Wabah campak di Republik Demokratik Kongo, yang dimulai pada 2018 dan menewaskan lebih dari 7.000 anak, dinyatakan berakhir pada Agustus setelah kampanye vaksinasi besar-besaran. Wabah di Samoa, akhir tahun lalu juga diakhiri dengan vaksinasi massal.
Inisiatif Campak & Rubella (M&RI), yang mencakup ICEF Yayasan Perserikatan Bangsa-Bangsa, WHO, badan kesehatan internasional dan nasional serta organisasi kesehatan global, telah didirikan untuk membantu dunia kembali ke jalurnya menuju eliminasi campak dan menanggapi imunisasi penundaan - untuk campak dan semua vaksin - di setiap wilayah di dunia.
Presiden dan CEO UN Foundation Elizabeth Cousens mengatakan inisiatif tersebut adalah "cara yang berani ke depan" dan akan membantu menutup celah dalam akses ke imunisasi.

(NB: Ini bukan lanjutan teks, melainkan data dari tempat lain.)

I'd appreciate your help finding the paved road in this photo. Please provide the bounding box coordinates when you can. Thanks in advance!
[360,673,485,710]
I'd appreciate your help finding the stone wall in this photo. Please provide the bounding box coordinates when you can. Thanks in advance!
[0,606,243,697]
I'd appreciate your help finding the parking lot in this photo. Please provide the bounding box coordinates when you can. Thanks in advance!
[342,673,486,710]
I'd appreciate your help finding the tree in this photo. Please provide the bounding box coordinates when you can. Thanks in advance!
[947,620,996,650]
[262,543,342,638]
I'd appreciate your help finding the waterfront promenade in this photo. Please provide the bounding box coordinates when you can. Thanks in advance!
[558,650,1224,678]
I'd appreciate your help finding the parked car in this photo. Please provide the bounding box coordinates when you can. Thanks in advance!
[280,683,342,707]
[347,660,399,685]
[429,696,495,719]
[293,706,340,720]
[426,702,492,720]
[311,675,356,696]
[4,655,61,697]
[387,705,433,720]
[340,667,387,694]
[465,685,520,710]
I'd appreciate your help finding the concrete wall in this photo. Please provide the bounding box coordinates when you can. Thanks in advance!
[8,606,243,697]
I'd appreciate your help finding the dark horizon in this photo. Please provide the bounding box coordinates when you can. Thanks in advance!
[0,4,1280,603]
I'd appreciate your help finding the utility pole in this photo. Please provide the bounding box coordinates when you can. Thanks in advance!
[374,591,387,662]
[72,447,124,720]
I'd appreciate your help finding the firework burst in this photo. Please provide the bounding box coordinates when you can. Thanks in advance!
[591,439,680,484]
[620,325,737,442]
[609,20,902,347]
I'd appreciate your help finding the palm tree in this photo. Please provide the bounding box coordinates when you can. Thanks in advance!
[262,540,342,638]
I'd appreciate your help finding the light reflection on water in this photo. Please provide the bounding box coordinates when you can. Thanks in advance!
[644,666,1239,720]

“Fakta bahwa wabah campak terjadi pada tingkat tertinggi yang pernah kita lihat dalam satu generasi tidak terpikirkan ketika kita memiliki vaksin yang aman, hemat biaya, dan terbukti,” katanya. “Tidak ada anak yang meninggal karena penyakit yang dapat dicegah dengan vaksin.
Kerangka Kerja Strategis Campak & Rubella 2021 - 2030 bertujuan untuk mendukung sistem imunisasi nasional, memperkuat pemberian rutin semua vaksin, dan mendeteksi serta merespons wabah campak dengan cepat dan efektif.